Joe Craig

Profile
- Position: Wide receiver

Personal information
- Born: May 6, 1992 (age 34) Gaffney, South Carolina
- Listed height: 5 ft 11 in (1.80 m)
- Listed weight: 175 lb (79 kg)

Career information
- College: Memphis
- NFL draft: 2015: undrafted

Career history
- Cincinnati Bengals (2015)*; Saskatchewan Roughriders (2016–2017);
- * Offseason or practice squad member only

= Joe Craig (Canadian football) =

American gridiron football player (born 1992)

Joe Craig Jr. (born May 6, 1992) is an American former professional football wide receiver who played for the Saskatchewan Roughriders of the Canadian Football League (CFL). He played college football at the University of Memphis.

== Professional career ==

===Cincinnati Bengals===
On May 2, 2015, after going undrafted in the 2015 NFL draft, Craig signed with the Cincinnati Bengals.

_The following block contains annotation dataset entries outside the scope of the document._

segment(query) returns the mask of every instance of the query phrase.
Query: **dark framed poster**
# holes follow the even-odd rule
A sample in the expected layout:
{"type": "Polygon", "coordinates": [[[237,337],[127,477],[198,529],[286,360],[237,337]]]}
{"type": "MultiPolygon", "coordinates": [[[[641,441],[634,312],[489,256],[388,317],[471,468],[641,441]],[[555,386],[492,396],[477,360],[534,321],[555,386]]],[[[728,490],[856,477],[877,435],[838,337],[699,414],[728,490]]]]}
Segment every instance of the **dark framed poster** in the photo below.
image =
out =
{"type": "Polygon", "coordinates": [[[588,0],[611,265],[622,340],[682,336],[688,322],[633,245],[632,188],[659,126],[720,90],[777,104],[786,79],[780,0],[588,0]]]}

=== Saskatchewan Roughriders ===
On August 16, 2016, Craig signed with the Saskatchewan Roughriders of the Canadian Football League. He recorded two receptions for 32 yards during the 2016 season. He also returned 33 punts for 359 yards, including a 71-yard punt return touchdown versus the Toronto Argonauts on October 15, 2016.

Ahead of the 2017 season, Craig was converted from a wide receiver to a defensive back.